Tierklinik St. Pölten / Leishmaniose
Leishmaniose2020-04-03T12:45:52+00:00

Mag. Nicole Klausner

Dermatologie und Ophthalmologie

Leishmaniose beim Hund

Zusammenfassung

Leishmaniose ist eine chronische, viszerokutane Erkrankung mit sehr variablen Symptomen die durch Protozoon hervorgerufen wird.

Ursache

Der Überträger dieser Parasiten ist die Sandfliege (Phlebotomus spp.). Das Verbreitungsgebiet dieser ist in mediterranen Ländern und in Lateinamerika. Die wichtigsten Wirte sind Mensch und Hund. Sehr selten erkranken Katzen, Pferde und andere Säuger. Aus diesem Grund sind Hunde, welche aus endemischem Gebieten des Mittelmeerraumes stammen oder ohne Parasitenschutz in den Urlaub mitgenommen werden, besonders gefährdet. Die Inkubationszeit ist sehr lange und reicht von einem Monat bis zu 7 Jahren. In diesem Zeitraum befallen die Parasiten vor allem Knochenmark, Lymphknoten, Milz und Leber. Unbehandelt führt Leishmaniose in der Regel zum Tod.
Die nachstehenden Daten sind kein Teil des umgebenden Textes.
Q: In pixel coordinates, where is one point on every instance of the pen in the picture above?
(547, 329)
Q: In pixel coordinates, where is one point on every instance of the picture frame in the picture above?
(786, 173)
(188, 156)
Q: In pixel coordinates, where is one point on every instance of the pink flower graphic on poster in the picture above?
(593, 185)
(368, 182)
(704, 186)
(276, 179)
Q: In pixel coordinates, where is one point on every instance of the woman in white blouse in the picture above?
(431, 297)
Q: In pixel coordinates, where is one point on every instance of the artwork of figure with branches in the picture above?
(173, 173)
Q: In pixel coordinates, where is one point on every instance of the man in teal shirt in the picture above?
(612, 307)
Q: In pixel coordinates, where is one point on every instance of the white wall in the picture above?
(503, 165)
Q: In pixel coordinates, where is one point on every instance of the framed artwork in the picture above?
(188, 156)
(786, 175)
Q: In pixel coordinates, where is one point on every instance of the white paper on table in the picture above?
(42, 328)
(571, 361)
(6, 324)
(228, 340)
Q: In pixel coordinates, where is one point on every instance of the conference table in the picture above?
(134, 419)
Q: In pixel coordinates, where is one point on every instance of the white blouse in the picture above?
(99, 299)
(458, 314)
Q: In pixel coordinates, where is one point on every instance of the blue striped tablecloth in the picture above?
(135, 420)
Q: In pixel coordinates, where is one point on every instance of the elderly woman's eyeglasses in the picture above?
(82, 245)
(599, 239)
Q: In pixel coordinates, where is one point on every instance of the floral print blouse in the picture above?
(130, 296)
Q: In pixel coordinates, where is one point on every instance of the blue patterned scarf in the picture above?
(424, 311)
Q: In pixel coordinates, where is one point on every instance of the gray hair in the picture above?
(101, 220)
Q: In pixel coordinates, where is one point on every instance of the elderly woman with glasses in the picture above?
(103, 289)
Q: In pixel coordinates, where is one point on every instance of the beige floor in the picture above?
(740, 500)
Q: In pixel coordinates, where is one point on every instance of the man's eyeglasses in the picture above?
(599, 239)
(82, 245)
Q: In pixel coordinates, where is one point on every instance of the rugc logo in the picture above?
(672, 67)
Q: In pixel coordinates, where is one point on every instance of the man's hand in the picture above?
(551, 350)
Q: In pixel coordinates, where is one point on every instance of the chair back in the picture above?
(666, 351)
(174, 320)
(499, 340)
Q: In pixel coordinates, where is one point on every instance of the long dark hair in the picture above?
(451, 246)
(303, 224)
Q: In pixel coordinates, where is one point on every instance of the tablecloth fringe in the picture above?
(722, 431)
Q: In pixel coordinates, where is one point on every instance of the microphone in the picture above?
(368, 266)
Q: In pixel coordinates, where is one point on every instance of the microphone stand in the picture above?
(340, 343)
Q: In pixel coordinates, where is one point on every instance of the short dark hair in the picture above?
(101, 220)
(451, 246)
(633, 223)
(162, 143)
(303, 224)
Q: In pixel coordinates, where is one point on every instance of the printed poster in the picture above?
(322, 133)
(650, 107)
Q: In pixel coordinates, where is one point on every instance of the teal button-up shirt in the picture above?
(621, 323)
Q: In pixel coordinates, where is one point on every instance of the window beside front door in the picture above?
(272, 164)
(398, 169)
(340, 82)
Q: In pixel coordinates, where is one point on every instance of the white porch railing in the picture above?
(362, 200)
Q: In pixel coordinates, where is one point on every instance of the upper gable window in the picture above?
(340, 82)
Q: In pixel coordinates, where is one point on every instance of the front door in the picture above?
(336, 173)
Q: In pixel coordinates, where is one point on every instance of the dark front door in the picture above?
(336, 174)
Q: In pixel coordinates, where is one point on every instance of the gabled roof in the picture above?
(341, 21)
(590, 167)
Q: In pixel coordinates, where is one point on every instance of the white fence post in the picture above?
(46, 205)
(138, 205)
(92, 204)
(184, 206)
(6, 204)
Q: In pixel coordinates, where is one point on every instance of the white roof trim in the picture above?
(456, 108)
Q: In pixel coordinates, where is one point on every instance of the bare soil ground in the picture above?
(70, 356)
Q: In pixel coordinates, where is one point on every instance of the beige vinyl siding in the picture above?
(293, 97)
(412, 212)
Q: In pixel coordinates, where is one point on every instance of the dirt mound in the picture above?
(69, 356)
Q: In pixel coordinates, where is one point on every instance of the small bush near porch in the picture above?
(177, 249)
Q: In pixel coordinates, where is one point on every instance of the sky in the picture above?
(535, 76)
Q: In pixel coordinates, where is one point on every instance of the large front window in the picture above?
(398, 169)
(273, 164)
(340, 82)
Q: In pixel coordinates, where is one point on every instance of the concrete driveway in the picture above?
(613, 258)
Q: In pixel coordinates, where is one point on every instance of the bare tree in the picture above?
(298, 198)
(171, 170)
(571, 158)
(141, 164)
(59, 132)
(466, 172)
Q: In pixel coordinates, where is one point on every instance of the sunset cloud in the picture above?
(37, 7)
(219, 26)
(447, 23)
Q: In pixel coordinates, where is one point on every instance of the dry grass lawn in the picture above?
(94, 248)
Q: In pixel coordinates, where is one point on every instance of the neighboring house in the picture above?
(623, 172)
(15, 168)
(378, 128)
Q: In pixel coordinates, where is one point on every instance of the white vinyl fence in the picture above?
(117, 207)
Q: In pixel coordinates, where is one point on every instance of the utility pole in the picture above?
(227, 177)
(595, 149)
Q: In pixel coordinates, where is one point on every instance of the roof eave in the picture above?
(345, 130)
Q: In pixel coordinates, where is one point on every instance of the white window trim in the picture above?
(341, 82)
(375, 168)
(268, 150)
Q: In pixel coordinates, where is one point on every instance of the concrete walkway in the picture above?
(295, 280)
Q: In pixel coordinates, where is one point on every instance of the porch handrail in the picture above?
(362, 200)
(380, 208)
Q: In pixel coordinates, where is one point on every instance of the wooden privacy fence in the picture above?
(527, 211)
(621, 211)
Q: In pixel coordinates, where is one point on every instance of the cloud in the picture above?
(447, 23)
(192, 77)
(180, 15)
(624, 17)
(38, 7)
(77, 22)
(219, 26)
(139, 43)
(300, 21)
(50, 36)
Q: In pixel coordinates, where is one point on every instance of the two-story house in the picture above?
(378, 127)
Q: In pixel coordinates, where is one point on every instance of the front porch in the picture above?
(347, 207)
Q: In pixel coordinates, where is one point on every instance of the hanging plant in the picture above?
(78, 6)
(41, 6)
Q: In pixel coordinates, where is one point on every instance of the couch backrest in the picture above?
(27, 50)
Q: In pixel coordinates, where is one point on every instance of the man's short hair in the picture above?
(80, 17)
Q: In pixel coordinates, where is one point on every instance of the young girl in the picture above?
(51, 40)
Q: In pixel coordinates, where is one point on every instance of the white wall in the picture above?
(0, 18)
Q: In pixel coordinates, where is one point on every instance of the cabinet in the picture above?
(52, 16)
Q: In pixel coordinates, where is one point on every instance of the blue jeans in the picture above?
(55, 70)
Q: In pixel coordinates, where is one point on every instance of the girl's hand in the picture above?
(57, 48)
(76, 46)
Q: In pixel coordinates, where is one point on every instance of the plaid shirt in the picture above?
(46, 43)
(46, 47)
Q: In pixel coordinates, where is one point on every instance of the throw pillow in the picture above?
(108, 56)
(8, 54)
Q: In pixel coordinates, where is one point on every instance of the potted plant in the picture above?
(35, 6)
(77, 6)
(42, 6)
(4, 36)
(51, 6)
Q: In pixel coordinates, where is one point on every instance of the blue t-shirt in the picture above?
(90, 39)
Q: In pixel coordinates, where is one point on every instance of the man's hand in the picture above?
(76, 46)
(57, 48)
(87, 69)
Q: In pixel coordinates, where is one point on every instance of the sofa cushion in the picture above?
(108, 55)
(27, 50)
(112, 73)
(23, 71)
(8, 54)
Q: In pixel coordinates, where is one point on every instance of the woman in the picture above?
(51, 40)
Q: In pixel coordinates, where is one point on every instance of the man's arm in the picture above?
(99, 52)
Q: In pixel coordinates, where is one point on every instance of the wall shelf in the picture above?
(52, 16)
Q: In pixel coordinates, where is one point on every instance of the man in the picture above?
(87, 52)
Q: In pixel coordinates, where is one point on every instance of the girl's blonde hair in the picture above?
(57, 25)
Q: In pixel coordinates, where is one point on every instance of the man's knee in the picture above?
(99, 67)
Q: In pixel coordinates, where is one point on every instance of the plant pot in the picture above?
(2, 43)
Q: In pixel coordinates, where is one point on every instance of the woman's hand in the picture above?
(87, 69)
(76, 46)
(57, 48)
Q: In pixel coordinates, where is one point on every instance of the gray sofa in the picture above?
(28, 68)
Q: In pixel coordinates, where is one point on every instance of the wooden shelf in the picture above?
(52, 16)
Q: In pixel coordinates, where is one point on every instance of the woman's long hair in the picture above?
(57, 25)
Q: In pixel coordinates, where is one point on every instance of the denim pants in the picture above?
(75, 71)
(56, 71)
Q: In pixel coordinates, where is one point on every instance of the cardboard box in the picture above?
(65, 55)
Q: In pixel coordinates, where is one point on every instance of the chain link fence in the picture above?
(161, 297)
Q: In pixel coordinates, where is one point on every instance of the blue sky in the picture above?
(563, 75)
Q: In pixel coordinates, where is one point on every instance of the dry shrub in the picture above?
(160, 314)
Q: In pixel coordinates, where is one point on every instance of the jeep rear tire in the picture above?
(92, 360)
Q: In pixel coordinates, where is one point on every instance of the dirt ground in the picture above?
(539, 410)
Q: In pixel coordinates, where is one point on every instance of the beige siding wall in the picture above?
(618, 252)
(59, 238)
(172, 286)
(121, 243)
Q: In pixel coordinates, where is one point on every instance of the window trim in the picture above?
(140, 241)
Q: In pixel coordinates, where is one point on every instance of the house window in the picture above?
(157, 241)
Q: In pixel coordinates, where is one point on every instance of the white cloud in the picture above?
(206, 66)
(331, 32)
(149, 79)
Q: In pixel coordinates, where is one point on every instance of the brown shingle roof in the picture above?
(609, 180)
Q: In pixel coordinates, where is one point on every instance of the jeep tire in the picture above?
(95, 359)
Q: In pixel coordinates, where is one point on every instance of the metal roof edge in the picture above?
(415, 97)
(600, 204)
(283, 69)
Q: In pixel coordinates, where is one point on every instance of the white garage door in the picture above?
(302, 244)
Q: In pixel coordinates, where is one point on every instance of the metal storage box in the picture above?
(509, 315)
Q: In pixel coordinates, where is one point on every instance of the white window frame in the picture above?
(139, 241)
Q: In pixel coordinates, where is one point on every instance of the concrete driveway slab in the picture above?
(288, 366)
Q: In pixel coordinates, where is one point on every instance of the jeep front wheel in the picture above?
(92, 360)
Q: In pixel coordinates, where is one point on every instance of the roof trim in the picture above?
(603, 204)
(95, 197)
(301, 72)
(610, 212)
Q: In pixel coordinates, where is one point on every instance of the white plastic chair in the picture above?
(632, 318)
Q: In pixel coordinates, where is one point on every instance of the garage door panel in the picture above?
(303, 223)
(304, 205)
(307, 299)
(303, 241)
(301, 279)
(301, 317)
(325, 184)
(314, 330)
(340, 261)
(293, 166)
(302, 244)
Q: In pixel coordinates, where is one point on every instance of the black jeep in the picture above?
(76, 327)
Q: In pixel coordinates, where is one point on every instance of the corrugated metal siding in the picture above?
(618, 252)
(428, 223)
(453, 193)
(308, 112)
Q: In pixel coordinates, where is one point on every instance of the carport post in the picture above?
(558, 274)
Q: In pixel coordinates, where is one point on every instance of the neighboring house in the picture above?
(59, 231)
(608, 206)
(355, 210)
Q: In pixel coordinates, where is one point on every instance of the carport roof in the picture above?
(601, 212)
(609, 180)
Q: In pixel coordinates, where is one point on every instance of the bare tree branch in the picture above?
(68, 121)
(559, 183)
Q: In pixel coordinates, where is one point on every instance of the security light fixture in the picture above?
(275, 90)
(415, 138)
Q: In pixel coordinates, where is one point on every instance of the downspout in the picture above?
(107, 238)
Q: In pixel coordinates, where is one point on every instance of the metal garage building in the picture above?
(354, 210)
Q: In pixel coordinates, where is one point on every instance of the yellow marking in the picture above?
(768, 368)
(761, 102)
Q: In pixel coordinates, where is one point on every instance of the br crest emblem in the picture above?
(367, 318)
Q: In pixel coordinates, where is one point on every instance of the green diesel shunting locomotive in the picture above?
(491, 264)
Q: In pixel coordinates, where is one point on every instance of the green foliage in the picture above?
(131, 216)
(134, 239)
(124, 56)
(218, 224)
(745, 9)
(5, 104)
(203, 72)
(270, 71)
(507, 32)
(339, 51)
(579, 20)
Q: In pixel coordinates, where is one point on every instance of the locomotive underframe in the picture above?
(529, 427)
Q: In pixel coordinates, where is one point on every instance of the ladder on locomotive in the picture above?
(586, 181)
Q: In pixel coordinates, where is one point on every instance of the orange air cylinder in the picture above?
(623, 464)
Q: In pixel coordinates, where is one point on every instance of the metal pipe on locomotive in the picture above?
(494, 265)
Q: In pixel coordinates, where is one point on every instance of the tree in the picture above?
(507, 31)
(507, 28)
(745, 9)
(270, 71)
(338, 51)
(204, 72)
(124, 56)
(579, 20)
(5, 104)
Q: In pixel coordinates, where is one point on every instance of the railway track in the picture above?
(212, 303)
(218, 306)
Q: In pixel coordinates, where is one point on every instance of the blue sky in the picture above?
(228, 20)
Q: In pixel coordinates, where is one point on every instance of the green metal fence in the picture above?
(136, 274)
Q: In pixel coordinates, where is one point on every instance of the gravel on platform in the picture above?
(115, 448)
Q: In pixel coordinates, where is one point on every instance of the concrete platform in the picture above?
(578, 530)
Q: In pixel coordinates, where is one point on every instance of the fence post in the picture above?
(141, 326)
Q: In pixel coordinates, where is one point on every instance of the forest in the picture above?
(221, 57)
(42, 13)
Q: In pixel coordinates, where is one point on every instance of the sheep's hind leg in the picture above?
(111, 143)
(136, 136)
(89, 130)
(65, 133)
Grund dafür ist in den meisten Fällen ein Nierenversagen.

Symptome

Das klinische Erscheinungsbild ist oft unspezifisch, jedoch ist bei einer systemischen Erkrankung die Hautmanifestation am häufigsten.

Unspezifisch:

  • Schwäche
  • Reduziertes Allgemeinbefinden
  • Gewichtsverlust
  • Muskelatrophie

Kutane Erscheinungsform:

  • Symmetrische Alopezie und silbrige Schuppen beginnend am Kopf
  • Ulzerationen an Knochenvorsprüngen
  • Mukokutane Läsionen an Nase und Genitalien, Nasenbluten
  • Panaritium (Entzündung des Nagelbetts)
  • Onychogrypose (abnormes Wachstum der Krallen)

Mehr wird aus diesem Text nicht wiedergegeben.